Campos did not respond to a question about when in production the line change was noticed, but said that tweaking the dialogue after the fact was “not possible for technical reasons.” Asked to specify what those reasons were, he wrote, “Excuse me but those are internal issues of the production company.”
This mistake is unfortunate, as there is a sort of noble raison d’etre to Campos’ stylized, sometimes sensitive, series. Its mission is expressed most clearly by the character of Lucena, a survivor of Auschwitz. Seated before the figures in the firing squad of Goya’s “El Tres de Mayo” at the Museo del Prado, Lucena laments to his handler the obscurity of the Spanish dead.
“‘What they did to the Spaniards in Germany musn’t be forgotten,” Lucena said. “Nobody knows about the thousands of Spaniards who died there nor about whose fault it was.”

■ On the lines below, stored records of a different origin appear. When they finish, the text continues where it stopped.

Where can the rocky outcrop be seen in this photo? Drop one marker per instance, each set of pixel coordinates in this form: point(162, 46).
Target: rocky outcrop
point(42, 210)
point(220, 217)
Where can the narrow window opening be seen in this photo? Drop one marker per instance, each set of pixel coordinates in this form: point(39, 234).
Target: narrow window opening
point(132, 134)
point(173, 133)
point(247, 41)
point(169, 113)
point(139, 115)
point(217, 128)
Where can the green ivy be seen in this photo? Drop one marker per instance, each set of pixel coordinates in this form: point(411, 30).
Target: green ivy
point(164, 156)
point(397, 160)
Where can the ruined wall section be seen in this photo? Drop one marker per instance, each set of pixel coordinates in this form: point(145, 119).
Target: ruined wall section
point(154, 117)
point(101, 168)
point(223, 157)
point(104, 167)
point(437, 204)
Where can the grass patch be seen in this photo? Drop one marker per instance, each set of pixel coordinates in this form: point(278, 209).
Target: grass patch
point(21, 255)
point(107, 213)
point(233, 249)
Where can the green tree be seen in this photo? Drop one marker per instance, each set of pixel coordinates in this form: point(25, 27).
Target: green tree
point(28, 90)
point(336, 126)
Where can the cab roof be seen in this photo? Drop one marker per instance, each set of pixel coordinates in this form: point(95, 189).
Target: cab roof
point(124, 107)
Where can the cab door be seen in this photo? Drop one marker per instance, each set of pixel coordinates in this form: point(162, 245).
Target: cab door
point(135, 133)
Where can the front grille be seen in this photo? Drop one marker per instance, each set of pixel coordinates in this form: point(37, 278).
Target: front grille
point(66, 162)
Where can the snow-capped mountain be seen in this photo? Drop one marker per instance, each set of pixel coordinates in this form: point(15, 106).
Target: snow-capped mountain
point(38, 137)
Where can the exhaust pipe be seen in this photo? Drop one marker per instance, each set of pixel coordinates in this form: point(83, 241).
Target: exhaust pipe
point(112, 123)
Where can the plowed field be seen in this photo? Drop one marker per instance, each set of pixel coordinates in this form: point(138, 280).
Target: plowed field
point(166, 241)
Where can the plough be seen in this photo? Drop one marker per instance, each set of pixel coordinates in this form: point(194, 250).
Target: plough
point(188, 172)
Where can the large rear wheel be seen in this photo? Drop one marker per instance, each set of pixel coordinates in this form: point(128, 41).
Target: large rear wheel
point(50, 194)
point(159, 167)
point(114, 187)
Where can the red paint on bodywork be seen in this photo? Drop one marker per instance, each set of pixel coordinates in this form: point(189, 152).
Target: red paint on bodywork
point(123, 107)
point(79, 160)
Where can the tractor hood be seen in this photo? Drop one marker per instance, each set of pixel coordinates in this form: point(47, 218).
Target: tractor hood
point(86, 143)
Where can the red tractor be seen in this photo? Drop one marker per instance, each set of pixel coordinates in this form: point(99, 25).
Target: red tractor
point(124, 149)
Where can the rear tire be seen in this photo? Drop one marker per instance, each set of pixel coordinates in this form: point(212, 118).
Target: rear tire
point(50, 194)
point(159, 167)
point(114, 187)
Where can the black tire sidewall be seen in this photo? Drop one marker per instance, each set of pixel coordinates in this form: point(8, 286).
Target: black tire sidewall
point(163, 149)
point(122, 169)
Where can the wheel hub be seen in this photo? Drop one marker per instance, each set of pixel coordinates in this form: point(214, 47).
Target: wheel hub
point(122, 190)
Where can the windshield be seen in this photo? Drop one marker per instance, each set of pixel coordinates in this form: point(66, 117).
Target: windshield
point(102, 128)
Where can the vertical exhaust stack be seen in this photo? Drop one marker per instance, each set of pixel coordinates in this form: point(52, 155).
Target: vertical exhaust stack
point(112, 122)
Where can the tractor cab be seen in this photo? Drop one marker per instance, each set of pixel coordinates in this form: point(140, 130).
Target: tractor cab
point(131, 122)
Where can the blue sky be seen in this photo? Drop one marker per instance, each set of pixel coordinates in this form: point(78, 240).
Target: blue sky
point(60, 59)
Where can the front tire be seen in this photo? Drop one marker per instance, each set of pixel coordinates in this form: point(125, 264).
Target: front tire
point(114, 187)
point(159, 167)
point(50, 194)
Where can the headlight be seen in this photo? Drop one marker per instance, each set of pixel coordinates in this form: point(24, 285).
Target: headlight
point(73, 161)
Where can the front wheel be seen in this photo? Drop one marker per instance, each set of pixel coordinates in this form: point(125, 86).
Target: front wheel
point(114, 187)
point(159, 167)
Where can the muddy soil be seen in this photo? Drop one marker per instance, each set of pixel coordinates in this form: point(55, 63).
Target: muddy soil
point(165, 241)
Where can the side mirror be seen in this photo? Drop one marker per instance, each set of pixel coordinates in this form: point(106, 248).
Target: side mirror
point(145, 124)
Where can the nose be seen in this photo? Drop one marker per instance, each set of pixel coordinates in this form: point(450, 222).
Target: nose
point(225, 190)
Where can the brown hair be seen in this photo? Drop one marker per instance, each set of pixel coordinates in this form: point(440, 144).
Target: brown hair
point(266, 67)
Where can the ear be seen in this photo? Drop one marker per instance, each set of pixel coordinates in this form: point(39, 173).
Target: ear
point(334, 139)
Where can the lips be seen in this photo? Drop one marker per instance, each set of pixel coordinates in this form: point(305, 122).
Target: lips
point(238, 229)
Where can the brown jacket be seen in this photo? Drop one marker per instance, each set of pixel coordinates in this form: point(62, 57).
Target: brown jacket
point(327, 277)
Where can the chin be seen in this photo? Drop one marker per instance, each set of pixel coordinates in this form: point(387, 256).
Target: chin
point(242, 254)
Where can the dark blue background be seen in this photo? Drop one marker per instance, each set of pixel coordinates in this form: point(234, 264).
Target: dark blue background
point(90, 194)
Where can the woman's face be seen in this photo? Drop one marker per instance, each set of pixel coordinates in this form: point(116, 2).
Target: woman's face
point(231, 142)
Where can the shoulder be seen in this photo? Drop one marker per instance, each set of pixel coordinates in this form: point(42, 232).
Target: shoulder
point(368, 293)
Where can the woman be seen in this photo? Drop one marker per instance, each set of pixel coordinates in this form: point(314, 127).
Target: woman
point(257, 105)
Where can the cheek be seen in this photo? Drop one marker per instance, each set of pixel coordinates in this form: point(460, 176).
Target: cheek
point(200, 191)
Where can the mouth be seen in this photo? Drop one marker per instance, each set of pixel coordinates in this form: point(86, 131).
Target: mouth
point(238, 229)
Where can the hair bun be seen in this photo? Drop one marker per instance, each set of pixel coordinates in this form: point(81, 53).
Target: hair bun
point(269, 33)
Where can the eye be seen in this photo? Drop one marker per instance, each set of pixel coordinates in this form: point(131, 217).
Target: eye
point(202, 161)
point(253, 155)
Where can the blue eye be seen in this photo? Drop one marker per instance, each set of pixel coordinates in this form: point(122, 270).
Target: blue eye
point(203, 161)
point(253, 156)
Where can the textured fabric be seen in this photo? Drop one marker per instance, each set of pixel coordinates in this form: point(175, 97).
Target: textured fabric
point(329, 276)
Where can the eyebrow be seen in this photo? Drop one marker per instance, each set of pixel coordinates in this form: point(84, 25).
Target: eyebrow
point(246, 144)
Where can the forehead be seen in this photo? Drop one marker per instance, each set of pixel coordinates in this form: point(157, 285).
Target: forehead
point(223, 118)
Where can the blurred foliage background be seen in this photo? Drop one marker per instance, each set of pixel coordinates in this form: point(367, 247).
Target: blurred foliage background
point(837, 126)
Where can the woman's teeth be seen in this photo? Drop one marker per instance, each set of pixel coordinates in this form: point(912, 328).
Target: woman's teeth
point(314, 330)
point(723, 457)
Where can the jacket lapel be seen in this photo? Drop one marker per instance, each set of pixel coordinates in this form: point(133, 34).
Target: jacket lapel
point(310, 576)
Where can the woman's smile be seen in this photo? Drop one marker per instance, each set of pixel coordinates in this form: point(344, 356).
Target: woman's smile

It’s a point well made. The deaths of 4,427 Spanish Republicans in Mauthausen are overlooked — and even suppressed — history. The names of the dead were only made public by the Spanish government in 2019. The reason for what scholar Robert Wheatley called a “cover-up” by Franco’s regime was simple. The government was complicit in offering safe harbor or passage through Spain to Nazi war criminals who murdered Franco’s opposition. These hidden Nazis, also aided by the Vatican, included Heim, who was for decades the most-wanted Nazi in the world; the search in Germany only ended in 2012, when a court determined he died in 1992 in Cairo, Egypt.
But changing the demographics of the majority of Heim’s victims — even because of an ad lib or a flubbed line — gives primacy to Spanish victims when their real suffering needs little embellishment. (It goes without saying that any misrepresentation of fact surrounding the Shoah is always catnip for deniers.)
Dr. Andreas Kranebitter, the former head of the Mauthausen Memorial’s Research Center, who hasn’t seen the show, but responded to information from the four episodes provided to me, said that rendering Heim’s victims as only Spanish could be a symptom of the “nationalization of remembrance” with regard to Mauthausen.
That nationalization dates back to 1947, when the Soviets gave the camp to Austria with the condition that they erect a monument for the dead. The victims were categorized by nation — Jews and “antisocial prisoners” were not a category at all. The trend of nations claiming their particular victimhood or emphasizing their history of resistance is ongoing, Kranebitter said, and can be seen strongly today in countries like Poland.
“The discourses of remembrance are getting much more aggressive, much more nationalized; this may be part of the explanation,” Kranebitter, who doubted Campos’ own explanation, said. “This is really a very interesting story of replacing people with a national category of prisoners.”
This is disappointing because “Jaguar” had potential, setting itself apart from the sensationalized — and fictive — camp scenes of Amazon’s “Hunters” both by not inventing or gratuitously depicting atrocities and by presenting protagonists who, inspired by Nuremberg and the recent capture of Adolf Eichmann, are vying for more than just revenge.
Lucena, Marsé and their newest recruit, Isabel, whose father was murdered at Mauthausen, want a public trial of their tormentors. Who could blame them for wanting the world to bear witness? On a meta level, who would fault Campos and his collaborators for wanting to bring the same kind of exposure for a tragedy that goes largely unremarked.
But in presenting an account of victimhood, facts shouldn’t be fudged either by actor error or script — especially when they downplay the suffering of others.